If the equation `x cos theta +y sin theta=p` represents the equation of common chord APQB of the circles `x^(2)+y^(2)=a^(2) ` and `x^(2)+y^(2)=b^(2)(a gt b)` then AP =

To solve the problem, we need to find the length of segment AP, which is part of the common chord of two circles defined by the equations \(x^2 + y^2 = a^2\) and \(x^2 + y^2 = b^2\) (where \(a > b\)).
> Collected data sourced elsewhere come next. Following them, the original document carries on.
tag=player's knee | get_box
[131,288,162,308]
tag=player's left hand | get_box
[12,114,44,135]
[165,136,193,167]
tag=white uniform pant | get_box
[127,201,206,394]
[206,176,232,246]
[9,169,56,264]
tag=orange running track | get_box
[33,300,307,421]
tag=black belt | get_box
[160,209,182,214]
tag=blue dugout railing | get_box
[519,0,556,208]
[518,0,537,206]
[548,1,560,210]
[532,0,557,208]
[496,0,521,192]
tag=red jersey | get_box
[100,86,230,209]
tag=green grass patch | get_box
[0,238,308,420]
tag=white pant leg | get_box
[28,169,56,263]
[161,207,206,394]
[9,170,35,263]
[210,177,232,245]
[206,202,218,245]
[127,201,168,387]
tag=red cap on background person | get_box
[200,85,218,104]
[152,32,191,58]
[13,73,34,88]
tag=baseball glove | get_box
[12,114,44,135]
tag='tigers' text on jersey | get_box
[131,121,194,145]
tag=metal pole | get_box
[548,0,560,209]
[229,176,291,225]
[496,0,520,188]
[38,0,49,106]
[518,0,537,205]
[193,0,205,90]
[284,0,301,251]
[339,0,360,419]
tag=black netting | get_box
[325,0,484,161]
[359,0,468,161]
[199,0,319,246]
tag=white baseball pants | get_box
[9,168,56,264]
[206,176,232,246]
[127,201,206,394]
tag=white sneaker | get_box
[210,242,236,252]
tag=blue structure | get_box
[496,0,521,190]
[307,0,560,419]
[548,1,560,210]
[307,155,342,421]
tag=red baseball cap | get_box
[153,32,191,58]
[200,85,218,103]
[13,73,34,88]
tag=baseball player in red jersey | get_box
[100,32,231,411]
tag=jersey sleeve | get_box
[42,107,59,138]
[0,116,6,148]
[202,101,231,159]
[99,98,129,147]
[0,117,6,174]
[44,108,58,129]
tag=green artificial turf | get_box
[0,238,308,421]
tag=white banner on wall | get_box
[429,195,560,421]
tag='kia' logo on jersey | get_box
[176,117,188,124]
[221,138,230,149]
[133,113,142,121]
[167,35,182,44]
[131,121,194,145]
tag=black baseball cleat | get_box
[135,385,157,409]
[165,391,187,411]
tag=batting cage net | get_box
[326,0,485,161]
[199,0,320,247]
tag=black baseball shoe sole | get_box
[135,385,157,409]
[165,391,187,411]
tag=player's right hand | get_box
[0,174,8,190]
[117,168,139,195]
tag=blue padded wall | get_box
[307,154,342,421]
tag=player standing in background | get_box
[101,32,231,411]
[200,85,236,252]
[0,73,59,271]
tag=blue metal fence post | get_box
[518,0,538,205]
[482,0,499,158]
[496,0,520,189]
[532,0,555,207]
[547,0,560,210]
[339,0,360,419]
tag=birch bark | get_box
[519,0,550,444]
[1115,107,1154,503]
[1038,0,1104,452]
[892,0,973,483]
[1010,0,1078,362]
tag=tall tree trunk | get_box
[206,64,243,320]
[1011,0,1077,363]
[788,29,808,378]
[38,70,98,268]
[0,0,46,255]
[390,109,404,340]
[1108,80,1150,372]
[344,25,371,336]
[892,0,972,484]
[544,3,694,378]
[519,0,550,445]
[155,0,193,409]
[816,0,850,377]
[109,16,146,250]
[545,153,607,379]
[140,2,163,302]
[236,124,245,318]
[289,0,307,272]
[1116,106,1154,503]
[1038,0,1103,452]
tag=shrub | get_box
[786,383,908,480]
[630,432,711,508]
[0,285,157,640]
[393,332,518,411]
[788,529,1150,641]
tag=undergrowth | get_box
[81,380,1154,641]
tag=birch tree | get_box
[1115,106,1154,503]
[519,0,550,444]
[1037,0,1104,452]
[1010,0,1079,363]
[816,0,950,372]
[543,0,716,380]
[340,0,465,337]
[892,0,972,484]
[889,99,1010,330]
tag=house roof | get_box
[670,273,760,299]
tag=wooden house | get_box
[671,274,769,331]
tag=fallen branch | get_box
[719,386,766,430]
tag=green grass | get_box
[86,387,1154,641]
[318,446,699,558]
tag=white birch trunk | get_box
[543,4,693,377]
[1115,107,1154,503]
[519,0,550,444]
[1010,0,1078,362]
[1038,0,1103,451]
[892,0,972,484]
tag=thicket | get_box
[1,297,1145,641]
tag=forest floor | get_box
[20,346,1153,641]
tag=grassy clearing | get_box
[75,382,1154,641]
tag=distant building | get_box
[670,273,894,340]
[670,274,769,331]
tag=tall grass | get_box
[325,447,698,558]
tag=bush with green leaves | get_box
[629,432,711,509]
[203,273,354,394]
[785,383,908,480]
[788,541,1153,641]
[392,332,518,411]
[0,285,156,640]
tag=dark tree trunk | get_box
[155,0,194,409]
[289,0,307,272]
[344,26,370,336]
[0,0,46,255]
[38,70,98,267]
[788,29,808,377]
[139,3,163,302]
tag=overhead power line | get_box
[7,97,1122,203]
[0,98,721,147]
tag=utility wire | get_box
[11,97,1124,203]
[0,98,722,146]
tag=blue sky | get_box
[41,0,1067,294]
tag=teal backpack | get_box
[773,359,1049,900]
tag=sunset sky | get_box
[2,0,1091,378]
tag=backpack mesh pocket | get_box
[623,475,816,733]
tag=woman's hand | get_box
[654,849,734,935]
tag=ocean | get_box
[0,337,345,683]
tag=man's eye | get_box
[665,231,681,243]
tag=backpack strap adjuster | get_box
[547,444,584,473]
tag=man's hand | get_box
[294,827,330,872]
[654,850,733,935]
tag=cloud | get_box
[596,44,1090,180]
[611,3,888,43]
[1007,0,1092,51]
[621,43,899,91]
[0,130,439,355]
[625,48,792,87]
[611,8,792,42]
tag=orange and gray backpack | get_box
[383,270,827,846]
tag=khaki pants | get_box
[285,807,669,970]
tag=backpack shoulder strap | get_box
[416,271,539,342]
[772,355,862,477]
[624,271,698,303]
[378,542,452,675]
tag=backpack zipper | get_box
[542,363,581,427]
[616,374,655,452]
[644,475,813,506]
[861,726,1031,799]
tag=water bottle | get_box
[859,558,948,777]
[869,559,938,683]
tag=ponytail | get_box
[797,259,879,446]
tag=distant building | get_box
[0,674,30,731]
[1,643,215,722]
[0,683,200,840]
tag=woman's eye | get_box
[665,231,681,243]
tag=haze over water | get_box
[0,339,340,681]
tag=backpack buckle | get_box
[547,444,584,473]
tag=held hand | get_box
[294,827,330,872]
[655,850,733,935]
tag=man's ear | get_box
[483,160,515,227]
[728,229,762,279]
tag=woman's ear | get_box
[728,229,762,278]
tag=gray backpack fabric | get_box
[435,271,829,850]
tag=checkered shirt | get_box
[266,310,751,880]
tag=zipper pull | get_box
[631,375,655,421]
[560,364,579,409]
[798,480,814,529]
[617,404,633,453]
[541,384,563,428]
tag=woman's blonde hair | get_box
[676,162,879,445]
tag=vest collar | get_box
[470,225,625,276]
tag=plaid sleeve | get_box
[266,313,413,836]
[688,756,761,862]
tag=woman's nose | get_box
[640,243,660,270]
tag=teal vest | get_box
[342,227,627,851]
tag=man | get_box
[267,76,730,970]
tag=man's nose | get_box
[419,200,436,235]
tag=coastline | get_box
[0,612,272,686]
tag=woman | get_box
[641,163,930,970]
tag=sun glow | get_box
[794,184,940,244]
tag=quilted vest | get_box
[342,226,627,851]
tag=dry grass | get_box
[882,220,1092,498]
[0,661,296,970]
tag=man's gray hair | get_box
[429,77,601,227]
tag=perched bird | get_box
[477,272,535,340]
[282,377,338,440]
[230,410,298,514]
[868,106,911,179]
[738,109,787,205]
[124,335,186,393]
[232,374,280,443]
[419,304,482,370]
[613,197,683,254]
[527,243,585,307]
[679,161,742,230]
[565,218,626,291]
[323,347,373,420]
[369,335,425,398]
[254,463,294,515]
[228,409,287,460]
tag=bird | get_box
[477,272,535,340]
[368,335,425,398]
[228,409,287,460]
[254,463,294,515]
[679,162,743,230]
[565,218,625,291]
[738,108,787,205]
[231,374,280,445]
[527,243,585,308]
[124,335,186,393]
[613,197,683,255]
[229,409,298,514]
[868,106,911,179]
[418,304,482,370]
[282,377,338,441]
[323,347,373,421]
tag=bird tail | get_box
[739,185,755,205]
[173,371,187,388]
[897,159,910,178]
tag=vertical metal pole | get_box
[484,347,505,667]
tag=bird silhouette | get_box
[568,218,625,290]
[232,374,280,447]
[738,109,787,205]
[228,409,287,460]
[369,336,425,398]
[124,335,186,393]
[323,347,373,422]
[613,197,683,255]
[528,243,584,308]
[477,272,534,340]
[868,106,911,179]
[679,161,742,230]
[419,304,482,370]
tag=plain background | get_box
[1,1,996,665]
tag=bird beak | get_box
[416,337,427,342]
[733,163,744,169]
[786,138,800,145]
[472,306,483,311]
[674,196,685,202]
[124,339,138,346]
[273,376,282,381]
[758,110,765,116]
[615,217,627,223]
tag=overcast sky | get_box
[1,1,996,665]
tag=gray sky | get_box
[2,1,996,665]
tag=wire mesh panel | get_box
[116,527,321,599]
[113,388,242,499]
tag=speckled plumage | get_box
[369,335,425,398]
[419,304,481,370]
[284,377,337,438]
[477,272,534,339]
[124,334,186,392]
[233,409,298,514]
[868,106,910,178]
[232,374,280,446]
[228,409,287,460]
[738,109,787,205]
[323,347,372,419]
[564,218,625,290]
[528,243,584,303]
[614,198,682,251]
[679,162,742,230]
The equation of the common chord is given by \(x \cos \theta + y \sin \theta = p\). ### Step-by-Step Solution 1. **Identify the Centers and Radii of the Circles:** - The center of both circles is at the origin \(O(0, 0)\). - The radius of the first circle (larger) is \(OA = a\). - The radius of the second circle (smaller) is \(OP = b\). 2. **Understand the Equation of the Common Chord:** - The equation \(x \cos \theta + y \sin \theta = p\) represents a line, which is the common chord of the two circles. 3. **Determine the Perpendicular Distance from the Origin to the Line:** - The distance from the origin \(O\) to the line \(x \cos \theta + y \sin \theta = p\) is given as \(OL = p\). 4. **Calculate Length AL:** - In triangle \(ALO\), we can use the Pythagorean theorem: \[ AL^2 = OA^2 - OL^2 \] Substituting the known values: \[ AL^2 = a^2 - p^2 \] Thus, we find: \[ AL = \sqrt{a^2 - p^2} \] 5. **Calculate Length PL:** - In triangle \(OPL\), we again use the Pythagorean theorem: \[ PL^2 = OP^2 - OL^2 \] Substituting the known values: \[ PL^2 = b^2 - p^2 \] Thus, we find: \[ PL = \sqrt{b^2 - p^2} \] 6. **Calculate Length AP:** - The length of segment \(AP\) can now be calculated as: \[ AP = AL - PL \] Substituting the expressions we found: \[ AP = \sqrt{a^2 - p^2} - \sqrt{b^2 - p^2} \] ### Final Result Thus, the length of segment \(AP\) is: \[ AP = \sqrt{a^2 - p^2} - \sqrt{b^2 - p^2} \]